Custom translator model is generating additional/unnecessary characters
I have noticed an issue where the training mechanism seems to be adding unexpected characters to the test-output/trained model, but only for one of my models.
I have two separate Custom Models that I am training via Azure Translator.
One for each language (es-MX and fr-CA)
There are 3 documents I have prepared and provided in order to train each of these models:
- Human translated phrases from English to [target language]
- Vernacular Dictionary (Domain-specific phrases for Proper nouns commonly used throughout our system)
- Token-based Dictionary (Phrases throughout our website use tokens for singular/plural representations of commonly used Proper nouns as well as additional use cases where we do string-interpolation on portions of phrases that we translate.

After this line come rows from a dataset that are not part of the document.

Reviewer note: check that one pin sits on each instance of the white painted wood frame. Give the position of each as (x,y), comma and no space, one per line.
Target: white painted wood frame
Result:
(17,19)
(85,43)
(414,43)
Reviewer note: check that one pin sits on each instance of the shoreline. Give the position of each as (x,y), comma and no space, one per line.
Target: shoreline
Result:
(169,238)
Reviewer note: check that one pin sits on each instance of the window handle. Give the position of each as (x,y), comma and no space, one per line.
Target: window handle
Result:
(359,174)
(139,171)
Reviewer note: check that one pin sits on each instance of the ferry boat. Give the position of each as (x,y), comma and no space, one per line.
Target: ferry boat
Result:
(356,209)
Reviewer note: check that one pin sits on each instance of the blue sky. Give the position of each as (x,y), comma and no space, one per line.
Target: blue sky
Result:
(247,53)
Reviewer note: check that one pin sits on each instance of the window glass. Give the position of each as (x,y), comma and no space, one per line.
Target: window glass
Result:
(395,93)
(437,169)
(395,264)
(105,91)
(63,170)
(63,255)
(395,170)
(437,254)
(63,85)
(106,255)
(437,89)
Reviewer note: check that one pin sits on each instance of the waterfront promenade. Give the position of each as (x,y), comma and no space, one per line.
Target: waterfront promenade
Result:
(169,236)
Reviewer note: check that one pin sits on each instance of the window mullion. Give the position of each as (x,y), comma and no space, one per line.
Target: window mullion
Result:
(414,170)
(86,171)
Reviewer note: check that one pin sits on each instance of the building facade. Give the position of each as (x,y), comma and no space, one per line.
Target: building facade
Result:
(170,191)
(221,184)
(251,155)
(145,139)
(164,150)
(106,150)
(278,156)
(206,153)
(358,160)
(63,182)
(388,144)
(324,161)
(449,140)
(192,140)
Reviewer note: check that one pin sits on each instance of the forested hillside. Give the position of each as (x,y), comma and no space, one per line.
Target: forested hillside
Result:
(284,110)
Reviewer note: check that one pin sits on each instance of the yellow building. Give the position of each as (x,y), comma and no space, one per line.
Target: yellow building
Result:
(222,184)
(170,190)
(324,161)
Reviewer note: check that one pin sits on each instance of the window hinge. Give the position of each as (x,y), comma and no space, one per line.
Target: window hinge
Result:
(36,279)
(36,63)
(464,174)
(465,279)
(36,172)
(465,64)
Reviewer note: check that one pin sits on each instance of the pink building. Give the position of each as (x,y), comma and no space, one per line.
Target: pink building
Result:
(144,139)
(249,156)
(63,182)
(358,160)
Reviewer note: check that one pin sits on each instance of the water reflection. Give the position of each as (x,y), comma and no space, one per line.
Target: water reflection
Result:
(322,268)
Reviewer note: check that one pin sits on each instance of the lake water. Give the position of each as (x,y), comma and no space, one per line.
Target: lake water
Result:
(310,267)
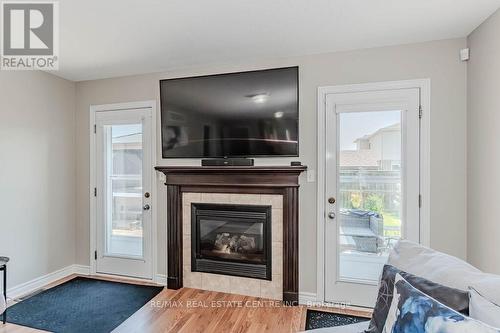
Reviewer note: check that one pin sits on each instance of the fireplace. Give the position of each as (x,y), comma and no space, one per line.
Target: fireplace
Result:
(231,240)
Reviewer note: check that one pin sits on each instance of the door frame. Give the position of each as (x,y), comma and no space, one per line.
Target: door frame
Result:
(150,104)
(425,103)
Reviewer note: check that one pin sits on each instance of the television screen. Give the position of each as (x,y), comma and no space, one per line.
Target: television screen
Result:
(247,114)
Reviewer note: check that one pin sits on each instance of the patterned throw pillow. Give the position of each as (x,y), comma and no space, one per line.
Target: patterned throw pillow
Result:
(456,299)
(415,312)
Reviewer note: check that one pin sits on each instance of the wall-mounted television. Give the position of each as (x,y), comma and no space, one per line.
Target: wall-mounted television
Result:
(245,114)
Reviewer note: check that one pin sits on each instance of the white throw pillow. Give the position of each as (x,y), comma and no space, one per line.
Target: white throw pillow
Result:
(413,311)
(482,309)
(444,269)
(433,265)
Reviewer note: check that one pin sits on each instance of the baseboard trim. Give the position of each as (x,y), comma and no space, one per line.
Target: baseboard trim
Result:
(307,298)
(81,269)
(161,279)
(37,283)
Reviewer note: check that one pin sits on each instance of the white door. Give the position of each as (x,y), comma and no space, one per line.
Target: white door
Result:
(372,187)
(123,192)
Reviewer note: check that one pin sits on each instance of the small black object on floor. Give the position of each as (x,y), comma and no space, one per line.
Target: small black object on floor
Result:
(320,319)
(82,305)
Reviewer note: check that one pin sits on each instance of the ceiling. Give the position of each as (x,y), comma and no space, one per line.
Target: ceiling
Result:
(109,38)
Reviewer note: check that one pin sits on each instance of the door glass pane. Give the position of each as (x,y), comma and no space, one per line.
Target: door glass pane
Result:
(369,216)
(124,190)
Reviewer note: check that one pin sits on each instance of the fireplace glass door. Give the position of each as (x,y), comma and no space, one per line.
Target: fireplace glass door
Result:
(231,239)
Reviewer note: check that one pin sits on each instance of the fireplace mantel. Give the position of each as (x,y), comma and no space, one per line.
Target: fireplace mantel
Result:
(282,180)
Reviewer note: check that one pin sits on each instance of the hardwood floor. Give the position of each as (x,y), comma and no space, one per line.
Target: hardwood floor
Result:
(192,310)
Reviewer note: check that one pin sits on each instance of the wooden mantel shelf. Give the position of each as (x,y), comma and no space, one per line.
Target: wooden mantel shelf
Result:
(233,176)
(281,180)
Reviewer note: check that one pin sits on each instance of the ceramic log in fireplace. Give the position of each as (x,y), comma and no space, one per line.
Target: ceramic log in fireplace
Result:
(231,239)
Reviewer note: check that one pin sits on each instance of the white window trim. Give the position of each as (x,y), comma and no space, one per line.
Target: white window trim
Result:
(151,104)
(425,101)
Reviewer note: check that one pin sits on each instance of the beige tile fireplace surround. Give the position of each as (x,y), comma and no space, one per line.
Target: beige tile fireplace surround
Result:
(232,284)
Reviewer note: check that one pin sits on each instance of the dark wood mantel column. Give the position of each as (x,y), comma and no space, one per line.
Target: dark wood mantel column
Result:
(283,180)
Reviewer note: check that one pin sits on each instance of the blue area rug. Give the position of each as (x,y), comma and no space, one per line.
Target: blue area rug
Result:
(320,319)
(82,305)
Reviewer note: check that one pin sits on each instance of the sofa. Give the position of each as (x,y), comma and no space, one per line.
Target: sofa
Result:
(447,271)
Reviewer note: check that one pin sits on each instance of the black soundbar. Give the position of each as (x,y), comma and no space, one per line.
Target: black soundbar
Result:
(227,162)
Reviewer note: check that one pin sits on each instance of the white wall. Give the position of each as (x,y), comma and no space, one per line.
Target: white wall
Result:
(37,173)
(484,145)
(435,60)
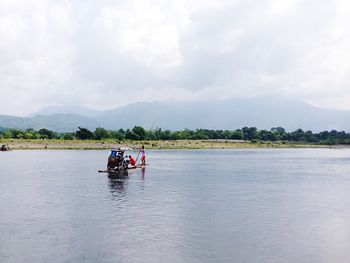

- For example: "There are {0} course(s) in this Curriculum" or "You have {submissionCount} submissions available for review"
- We do not want to translate these place holders annotated within these brackets (or similar ones), so these have been defined within said-dictionary
- For example: "There are {0} course(s) in this Curriculum" or "You have {submissionCount} submissions available for review"
The Spanish model seems to be correct every time and I have no issues when training/translating tokens as needed.
The French model however, provides output like this in both the Test output and the translations I request via the model's API call.
Instead of obtaining the representation in French for these sentences:
"There are {0} course(s) in this Curriculum" or "You have {submissionCount}"
They wind up with an extra curly brace for the tokens like this:
"There are {{0} course(s) in this Curriculum" or "You have {{submissionCount}"
Please Advise